The beauty of collecting repayments face-to-face is that Provident Financial, and its competitors, are much more likely to get their money back than a bank making loans from a call centre 500 miles away from its borrowers. Steve Wilcox, manager of the Sheffield Debt Support Unit, explains why: "There'll be the embarrassment factor. They don't want to let the agent down. And people often see companies like the Provident as a kind of life line."

But one money adviser in the Northeast, who asked not to be named, says he knows of many peop1e with debt problems who are paying the Provident rather than paying their rent, let alone other bills such as their council tax.

One Sunderland man, earning £640 a month, pays Provident Financial £72 a week to cover a portfolio of £100 loans. A £100 loan costs £136.50 repaid over 21 weeks. He has three children, aged 10, 12 and 14, and is already in arrears on his council tax.

As a result, the council has obtained a repayment order to automatically deduct £140 a month from his wages to pay the arrears. After paying the Provident, his council tax arrears and buying food, he cannot pay the rent.

Credit unions are a way for people to switch their debts to a better value loan, and without any pressure to take out fresh loans.

In Shropshire, Phillip Jones (not his real name) ended up in debt with Provident Financial and its rival Shopacheck after ill health forced him to give up work in the late Nineties. The 45-year old father of six needed the loans to buy clothes for the children and pay for home repairs.

An initial loan of £100 led quickly to fresh loans and built up to a debt of £500. "Once you got to the end of a loan, they were straight in offering another one," says Phillip. "Being out of work, they have got you, and can charge much higher interest than people with good credit records usually pay." Phillip already had a savings habit, with cash set aside to meet regular bills. But there was not enough money coming into the house to meet one-off emergencies.

"Then one day the credit union was doing a recruiting session in the street. I saved a small amount every week and cleared off all the outstanding Provident and Shopacheck loans. "It got me out of trouble and has done the same for members of my family and friends," says Phillip.

Richard Collier, the development manager at Leeds City Credit Union, says "The larger moneylenders do not care whether you have got any savings or not.

"People are not members but customers.
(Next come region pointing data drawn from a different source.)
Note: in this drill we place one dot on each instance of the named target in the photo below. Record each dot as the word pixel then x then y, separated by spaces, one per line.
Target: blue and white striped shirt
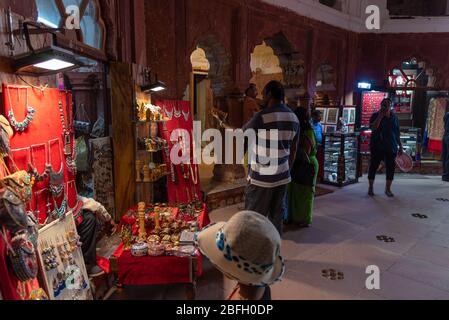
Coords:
pixel 276 129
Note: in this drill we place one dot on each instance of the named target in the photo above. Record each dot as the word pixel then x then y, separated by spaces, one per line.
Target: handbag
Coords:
pixel 81 127
pixel 303 171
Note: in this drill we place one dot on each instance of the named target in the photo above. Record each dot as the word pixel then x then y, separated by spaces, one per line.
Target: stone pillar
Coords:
pixel 233 105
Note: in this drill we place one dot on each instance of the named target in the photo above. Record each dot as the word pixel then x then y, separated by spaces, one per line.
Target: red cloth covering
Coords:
pixel 43 136
pixel 435 146
pixel 182 190
pixel 153 270
pixel 8 283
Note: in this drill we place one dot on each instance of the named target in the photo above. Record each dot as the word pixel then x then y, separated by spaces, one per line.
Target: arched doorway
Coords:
pixel 265 66
pixel 277 60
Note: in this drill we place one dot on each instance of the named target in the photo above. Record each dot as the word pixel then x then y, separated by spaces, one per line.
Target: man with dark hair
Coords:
pixel 445 157
pixel 250 105
pixel 385 145
pixel 265 192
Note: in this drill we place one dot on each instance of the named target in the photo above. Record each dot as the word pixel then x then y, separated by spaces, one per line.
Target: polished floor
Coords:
pixel 407 238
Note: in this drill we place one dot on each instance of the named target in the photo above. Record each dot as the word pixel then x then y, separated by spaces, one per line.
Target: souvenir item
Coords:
pixel 139 249
pixel 12 211
pixel 156 250
pixel 142 231
pixel 38 295
pixel 23 258
pixel 138 168
pixel 146 174
pixel 6 133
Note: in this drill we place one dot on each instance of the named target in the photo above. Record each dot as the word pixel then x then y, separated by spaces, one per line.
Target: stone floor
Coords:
pixel 343 237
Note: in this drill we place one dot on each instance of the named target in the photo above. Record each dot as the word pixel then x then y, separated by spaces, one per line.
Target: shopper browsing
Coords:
pixel 265 193
pixel 245 249
pixel 385 145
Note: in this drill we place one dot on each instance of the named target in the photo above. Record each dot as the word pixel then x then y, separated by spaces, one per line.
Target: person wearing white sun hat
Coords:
pixel 245 249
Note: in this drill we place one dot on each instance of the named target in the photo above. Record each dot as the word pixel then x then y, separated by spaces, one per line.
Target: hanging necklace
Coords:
pixel 71 157
pixel 194 174
pixel 177 113
pixel 65 128
pixel 56 178
pixel 186 115
pixel 33 170
pixel 168 113
pixel 20 126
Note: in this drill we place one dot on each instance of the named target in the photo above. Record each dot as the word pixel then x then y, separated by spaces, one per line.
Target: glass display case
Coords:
pixel 341 158
pixel 411 141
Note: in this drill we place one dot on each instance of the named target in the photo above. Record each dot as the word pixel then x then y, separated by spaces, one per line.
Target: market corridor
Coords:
pixel 344 237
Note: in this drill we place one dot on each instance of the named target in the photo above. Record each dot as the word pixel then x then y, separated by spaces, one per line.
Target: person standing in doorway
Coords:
pixel 445 157
pixel 385 145
pixel 301 191
pixel 317 126
pixel 250 105
pixel 265 193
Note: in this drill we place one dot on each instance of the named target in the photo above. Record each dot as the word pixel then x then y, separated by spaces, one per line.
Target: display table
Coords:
pixel 161 270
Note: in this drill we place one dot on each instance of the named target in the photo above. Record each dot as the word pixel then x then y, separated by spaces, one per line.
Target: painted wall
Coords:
pixel 238 26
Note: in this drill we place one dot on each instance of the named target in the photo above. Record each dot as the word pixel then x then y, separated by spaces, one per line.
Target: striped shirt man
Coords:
pixel 276 129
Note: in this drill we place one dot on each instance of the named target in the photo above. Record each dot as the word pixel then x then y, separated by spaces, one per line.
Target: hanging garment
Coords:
pixel 435 125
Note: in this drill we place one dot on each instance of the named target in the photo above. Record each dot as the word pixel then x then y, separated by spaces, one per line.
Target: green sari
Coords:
pixel 301 198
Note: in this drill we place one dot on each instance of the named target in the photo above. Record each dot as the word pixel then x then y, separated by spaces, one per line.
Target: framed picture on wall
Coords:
pixel 352 116
pixel 332 116
pixel 323 113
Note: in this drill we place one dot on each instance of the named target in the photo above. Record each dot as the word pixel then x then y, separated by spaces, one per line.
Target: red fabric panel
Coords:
pixel 182 191
pixel 153 270
pixel 44 135
pixel 435 146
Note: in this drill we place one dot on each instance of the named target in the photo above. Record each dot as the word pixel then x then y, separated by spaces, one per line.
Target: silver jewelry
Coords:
pixel 21 126
pixel 177 113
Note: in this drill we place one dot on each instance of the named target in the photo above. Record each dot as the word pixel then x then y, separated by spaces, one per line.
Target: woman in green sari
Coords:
pixel 301 191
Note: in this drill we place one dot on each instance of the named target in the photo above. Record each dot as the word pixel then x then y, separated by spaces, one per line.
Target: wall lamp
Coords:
pixel 152 87
pixel 46 61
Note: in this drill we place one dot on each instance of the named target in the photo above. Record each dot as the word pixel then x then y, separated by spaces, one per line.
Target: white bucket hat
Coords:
pixel 246 249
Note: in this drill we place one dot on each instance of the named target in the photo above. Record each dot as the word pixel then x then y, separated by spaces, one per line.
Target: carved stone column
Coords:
pixel 233 105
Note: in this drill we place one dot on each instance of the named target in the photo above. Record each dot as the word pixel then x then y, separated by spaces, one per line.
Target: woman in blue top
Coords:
pixel 385 145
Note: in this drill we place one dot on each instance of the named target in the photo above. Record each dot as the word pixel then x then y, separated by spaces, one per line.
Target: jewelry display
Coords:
pixel 31 164
pixel 142 231
pixel 186 115
pixel 23 125
pixel 168 113
pixel 146 174
pixel 65 127
pixel 138 170
pixel 177 113
pixel 56 178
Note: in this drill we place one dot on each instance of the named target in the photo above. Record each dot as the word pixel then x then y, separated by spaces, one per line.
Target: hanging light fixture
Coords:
pixel 152 87
pixel 45 61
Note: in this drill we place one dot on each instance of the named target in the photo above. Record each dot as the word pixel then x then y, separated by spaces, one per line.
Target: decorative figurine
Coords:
pixel 146 174
pixel 142 231
pixel 138 168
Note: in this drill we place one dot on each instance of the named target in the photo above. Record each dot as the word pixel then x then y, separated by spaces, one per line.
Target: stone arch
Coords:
pixel 291 61
pixel 220 65
pixel 429 73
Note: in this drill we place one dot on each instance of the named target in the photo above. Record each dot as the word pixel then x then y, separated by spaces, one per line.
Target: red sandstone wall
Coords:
pixel 381 53
pixel 239 26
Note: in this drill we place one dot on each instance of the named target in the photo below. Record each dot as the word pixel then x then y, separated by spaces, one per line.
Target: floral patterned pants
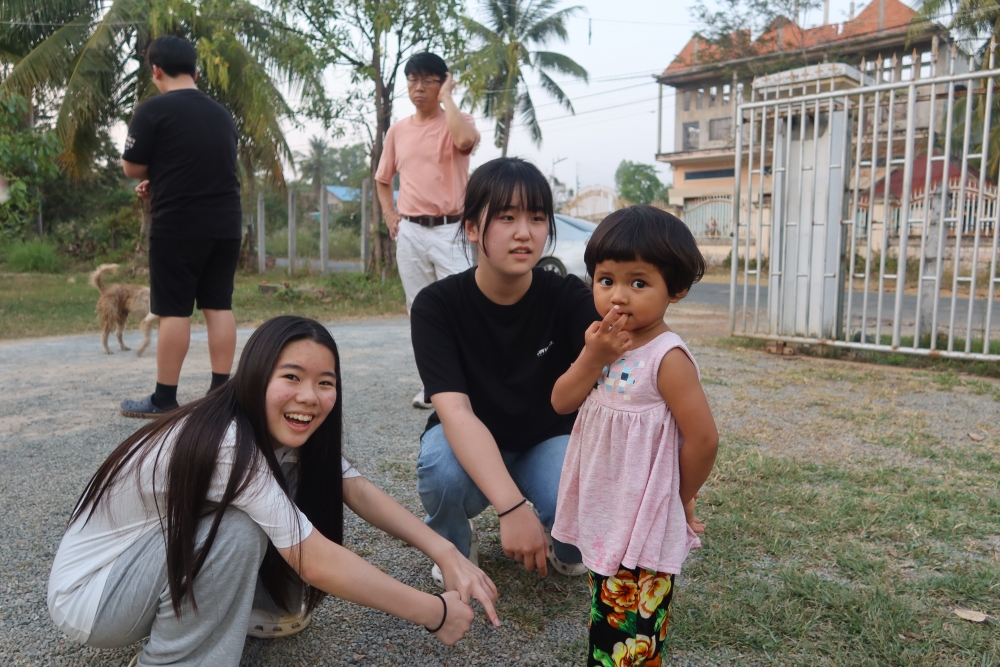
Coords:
pixel 629 614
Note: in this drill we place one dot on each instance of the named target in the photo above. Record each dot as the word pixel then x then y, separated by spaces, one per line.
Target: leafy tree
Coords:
pixel 347 165
pixel 495 71
pixel 94 58
pixel 979 21
pixel 27 163
pixel 314 164
pixel 372 39
pixel 638 183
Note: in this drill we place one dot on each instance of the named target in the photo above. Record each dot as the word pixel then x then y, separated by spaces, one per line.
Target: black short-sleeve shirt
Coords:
pixel 505 358
pixel 188 141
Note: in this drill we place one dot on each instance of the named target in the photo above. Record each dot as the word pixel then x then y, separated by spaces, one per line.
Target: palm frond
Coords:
pixel 49 62
pixel 91 83
pixel 527 109
pixel 553 25
pixel 547 60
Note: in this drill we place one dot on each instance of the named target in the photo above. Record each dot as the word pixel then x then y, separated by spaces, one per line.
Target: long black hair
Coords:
pixel 495 185
pixel 199 428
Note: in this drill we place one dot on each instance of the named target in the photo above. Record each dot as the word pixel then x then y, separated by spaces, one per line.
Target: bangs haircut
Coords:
pixel 497 186
pixel 650 235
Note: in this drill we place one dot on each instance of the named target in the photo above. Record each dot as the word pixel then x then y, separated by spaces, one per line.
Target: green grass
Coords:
pixel 812 564
pixel 35 304
pixel 35 255
pixel 821 565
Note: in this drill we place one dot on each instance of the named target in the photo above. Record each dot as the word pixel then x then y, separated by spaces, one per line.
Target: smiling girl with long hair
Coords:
pixel 234 504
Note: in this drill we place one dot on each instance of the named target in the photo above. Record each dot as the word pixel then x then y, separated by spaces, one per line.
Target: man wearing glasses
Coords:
pixel 430 152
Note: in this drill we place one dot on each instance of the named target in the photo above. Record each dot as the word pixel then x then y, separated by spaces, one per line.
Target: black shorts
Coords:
pixel 185 271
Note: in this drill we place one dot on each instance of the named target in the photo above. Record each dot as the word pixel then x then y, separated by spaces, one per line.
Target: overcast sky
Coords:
pixel 629 42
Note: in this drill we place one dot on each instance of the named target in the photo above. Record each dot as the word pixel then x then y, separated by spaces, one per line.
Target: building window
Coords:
pixel 692 134
pixel 720 129
pixel 709 173
pixel 925 65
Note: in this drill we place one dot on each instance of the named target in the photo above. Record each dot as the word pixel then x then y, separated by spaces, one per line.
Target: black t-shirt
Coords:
pixel 188 141
pixel 505 358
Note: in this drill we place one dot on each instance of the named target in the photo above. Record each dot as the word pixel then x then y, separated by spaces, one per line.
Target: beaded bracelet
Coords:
pixel 444 617
pixel 523 500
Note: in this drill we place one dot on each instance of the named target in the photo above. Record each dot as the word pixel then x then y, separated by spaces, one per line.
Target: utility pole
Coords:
pixel 365 227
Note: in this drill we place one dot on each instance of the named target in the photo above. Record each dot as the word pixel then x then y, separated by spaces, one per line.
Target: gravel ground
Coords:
pixel 59 420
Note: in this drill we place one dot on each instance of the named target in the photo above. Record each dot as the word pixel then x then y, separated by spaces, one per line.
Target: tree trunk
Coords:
pixel 383 255
pixel 508 118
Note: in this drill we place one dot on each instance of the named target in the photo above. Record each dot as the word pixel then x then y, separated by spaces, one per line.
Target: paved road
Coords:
pixel 717 294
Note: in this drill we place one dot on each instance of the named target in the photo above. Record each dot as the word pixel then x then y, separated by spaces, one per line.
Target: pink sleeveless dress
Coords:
pixel 619 494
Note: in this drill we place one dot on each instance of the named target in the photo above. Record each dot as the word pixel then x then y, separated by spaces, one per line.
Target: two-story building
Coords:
pixel 707 84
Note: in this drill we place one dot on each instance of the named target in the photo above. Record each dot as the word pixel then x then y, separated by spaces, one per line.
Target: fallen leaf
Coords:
pixel 970 615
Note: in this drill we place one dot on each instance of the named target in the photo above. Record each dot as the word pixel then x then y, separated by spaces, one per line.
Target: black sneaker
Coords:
pixel 144 408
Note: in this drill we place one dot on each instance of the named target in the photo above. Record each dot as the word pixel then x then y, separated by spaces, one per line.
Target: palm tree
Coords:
pixel 495 72
pixel 93 58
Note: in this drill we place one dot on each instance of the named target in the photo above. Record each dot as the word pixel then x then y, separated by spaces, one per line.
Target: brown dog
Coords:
pixel 117 302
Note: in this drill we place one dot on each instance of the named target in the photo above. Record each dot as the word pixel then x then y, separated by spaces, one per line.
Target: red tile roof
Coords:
pixel 919 174
pixel 897 19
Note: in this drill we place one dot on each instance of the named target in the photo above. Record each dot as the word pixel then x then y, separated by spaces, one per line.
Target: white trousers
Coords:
pixel 427 254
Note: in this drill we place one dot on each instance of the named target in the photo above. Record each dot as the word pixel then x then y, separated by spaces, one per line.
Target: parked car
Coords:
pixel 566 256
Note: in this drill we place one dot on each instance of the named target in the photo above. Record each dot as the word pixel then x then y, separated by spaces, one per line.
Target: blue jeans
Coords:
pixel 451 498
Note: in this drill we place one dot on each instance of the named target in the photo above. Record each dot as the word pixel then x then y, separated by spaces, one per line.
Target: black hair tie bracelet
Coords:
pixel 444 617
pixel 505 513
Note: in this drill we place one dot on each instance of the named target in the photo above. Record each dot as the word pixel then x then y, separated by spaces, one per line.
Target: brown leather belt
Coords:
pixel 432 220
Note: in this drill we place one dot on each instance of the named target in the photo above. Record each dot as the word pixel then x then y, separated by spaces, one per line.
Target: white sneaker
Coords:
pixel 419 402
pixel 436 573
pixel 270 625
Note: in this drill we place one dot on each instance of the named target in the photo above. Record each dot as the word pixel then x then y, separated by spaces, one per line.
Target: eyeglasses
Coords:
pixel 425 81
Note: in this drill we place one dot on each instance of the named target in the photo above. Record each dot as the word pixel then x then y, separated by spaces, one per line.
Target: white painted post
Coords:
pixel 324 231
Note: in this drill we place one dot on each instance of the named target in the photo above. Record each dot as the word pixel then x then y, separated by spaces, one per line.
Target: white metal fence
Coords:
pixel 871 209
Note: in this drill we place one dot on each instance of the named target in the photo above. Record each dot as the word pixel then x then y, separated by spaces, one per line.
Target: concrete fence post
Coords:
pixel 324 231
pixel 261 264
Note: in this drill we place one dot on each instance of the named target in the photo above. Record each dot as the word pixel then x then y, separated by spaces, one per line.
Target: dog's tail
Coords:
pixel 97 276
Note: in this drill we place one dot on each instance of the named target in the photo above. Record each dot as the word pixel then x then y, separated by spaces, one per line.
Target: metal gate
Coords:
pixel 865 209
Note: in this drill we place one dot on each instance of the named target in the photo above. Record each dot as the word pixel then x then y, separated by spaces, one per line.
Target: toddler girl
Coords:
pixel 644 441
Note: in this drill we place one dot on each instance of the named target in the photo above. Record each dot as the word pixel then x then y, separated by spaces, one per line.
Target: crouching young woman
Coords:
pixel 225 518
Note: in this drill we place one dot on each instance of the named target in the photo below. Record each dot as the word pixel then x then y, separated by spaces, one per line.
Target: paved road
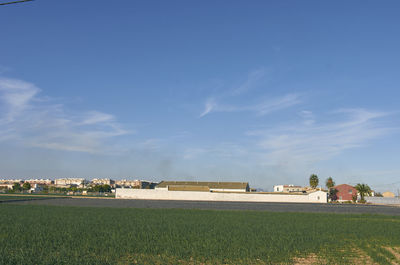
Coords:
pixel 257 206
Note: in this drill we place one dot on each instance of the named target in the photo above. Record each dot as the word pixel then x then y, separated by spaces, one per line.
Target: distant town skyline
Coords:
pixel 263 92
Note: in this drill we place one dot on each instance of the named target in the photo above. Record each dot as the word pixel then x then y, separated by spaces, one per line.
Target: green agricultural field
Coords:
pixel 5 198
pixel 32 234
They do not own the business they are borrowing from and they are constantly being allowed to build up debt, upon debt, upon debt."

Shares in Providential Financial - and the other large, listed moneylenders - have been a good investment over the last decade, thanks to their large market and strong grip on customers. The Church of England is a surprising beneficiary of the Provident's success. Its investment arm, the Church Commissioners, owns 1.6million shares in the moneylender, worth nearly £13million.

But campaign group Church Action on Poverty (CAP) is pressing the church to ditch the shares. It's investment advisers have yet to make a decision and critics, who had expected the news months ago, accuse them of dragging their heels.